Réalisateur : Richard Ayoade
Acteurs : Jesse Eisenberg, Mia Wasikowska, Wallace Shawn, Noah Taylor,...
Distributeur : Mars Distribution
Budget : -
Genre : Drame, Thriller.
Nationalité : Britannique.
Durée : 1h33min.

Synopsis :
Garçon timide, Simon vit en reclus dans un monde qui ne lui témoigne qu'indifférence. Ignoré au travail, méprisé par sa mère et rejeté par la femme de ses rêves, il se sent incapable de prendre son existence en main. L'arrivée d'un nouveau collègue, James, va bouleverser les choses, car ce dernier est à la fois le parfait sosie de Simon et son exact contraire : sûr de lui, charismatique et doué avec les femmes. Cette rencontre amène James à prendre peu à peu le contrôle de la vie de Simon…


Critique :

Mia Wasikowska et Jesse Eisenberg, ensemble dans un même film, si ça ce n'est pas de l'accroche à faire saliver plus d'un cinéphile, on ne sait pas ce que c'est.

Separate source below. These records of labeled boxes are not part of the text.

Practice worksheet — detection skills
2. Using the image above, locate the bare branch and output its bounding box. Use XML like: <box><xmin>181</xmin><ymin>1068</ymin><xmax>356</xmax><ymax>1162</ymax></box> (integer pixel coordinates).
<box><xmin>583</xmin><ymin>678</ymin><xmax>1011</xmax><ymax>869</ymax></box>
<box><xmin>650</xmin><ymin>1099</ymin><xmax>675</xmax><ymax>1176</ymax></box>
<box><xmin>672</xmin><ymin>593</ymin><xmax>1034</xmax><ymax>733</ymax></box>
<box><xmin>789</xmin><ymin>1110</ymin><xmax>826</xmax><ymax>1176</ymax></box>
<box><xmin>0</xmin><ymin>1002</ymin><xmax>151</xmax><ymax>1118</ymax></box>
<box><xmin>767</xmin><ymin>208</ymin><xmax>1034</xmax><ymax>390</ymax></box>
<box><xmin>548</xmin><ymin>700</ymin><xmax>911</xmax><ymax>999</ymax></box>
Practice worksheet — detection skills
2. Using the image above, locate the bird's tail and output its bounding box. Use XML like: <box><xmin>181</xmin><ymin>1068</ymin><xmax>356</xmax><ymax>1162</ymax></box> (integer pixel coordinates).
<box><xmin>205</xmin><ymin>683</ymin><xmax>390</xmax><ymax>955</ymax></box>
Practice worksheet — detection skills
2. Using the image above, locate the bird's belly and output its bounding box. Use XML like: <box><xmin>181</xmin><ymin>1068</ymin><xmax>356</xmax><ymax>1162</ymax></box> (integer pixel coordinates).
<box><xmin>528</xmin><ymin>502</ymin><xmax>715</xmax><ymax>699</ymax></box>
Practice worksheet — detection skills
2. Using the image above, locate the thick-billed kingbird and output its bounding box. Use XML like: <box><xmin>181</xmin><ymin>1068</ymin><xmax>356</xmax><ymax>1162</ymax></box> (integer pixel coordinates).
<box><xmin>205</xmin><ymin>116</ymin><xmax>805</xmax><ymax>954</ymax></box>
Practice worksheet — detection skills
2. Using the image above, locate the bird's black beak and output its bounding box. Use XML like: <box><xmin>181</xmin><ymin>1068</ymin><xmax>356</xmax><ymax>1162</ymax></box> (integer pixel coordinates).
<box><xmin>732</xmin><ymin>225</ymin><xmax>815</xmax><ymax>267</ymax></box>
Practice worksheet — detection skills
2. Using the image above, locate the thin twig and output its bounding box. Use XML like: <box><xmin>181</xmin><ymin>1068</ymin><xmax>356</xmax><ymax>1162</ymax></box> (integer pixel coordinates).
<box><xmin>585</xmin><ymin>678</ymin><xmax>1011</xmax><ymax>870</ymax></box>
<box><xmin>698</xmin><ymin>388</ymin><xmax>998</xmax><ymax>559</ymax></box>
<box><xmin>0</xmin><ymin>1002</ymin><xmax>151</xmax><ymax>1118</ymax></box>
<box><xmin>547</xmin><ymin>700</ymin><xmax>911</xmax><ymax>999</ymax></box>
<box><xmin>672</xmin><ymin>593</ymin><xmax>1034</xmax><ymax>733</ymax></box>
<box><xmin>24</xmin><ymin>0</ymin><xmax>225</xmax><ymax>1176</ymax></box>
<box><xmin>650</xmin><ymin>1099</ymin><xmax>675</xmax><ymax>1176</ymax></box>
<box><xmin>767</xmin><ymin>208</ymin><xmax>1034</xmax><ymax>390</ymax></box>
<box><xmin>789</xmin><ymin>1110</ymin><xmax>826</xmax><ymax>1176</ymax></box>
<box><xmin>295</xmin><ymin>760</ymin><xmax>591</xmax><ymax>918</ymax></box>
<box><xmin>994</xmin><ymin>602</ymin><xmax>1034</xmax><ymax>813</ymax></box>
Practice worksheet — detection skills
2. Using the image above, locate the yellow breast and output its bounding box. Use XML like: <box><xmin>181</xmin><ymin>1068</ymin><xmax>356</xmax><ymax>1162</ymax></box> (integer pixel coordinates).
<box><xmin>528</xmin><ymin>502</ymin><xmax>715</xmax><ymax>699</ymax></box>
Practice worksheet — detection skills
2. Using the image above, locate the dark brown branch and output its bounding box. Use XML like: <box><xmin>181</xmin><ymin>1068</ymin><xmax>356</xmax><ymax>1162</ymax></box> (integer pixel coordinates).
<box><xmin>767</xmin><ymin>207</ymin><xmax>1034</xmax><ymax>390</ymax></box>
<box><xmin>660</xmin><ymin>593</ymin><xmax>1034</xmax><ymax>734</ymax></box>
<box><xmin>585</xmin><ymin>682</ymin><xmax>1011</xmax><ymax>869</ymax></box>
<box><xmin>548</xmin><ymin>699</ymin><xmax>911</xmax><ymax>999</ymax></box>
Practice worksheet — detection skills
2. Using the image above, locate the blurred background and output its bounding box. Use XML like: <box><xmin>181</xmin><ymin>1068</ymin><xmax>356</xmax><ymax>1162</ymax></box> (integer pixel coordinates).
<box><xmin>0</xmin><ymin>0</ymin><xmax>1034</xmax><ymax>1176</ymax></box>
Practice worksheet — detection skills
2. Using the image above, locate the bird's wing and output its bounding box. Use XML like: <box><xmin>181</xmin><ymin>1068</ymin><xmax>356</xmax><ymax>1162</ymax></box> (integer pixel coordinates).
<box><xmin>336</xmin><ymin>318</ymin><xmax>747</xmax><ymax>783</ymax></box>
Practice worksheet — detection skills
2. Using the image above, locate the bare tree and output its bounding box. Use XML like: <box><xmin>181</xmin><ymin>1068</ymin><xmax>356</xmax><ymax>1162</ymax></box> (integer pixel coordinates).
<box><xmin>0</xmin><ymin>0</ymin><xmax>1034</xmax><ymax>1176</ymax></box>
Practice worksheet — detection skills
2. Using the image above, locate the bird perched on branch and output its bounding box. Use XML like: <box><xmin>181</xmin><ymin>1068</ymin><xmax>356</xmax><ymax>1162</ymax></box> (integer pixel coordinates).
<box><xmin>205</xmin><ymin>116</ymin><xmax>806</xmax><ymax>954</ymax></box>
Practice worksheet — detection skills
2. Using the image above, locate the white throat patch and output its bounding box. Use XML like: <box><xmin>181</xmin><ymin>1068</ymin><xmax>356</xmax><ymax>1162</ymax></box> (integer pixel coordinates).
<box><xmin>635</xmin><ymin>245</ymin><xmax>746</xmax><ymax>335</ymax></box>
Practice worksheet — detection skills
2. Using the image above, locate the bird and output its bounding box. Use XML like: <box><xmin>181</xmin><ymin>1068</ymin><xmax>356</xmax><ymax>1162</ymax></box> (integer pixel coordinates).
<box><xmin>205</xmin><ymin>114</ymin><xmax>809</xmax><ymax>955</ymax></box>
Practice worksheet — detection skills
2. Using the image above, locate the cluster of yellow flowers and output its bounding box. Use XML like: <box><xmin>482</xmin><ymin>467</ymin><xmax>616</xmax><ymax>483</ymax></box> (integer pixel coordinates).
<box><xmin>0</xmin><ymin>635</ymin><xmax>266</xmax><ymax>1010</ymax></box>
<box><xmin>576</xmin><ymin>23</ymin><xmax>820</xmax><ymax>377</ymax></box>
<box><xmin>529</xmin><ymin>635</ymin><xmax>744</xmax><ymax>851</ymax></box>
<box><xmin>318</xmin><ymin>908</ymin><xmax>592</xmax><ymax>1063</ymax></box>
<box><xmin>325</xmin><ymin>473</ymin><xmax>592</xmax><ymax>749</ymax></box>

Car si non seulement ils sont plutôt gâtés par la nature (on parle surtout pour la première, dont il est difficile de ne pas tomber amoureux à chaque film), ils sont surtout ce que le cinéma américain de demain à de mieux, tous deux s’inscrivant dans la droite lignée de Meryl Streep - pour elle - et de Dustin Hoffman - évidemment pour lui.

Deux pépites à l'état pur donc, aperçu respectivement cette année dans le dernier Cronenberg, Maps to The Stars et le dernier Kelly Reichardt, Night Move, et qui se retrouve sur The Double, second long métrage de l'excellent Richard Ayoade, dont le premier film, Submarine, teen movie mélancolique et méchamment décalé, avait joliment fait son buzz il y a deux ans dans les salles obscures hexagonales.


Mais plus que de partager l'affiche avec le belle Mia, cette adaptation lointaine du roman " Le Double " de Dostoyevsky permet à Eisenberg de jouer avec un personnage de choix : lui-même !
Privilège assez rare, également offert ce mois-ci au tout aussi excellent Jake Gyllenhaal dans le Enemy de Denis Villeneuve.

Un doppelgänger avec deux Jesse et une Mia pour le prix d'un film, que demander de plus ?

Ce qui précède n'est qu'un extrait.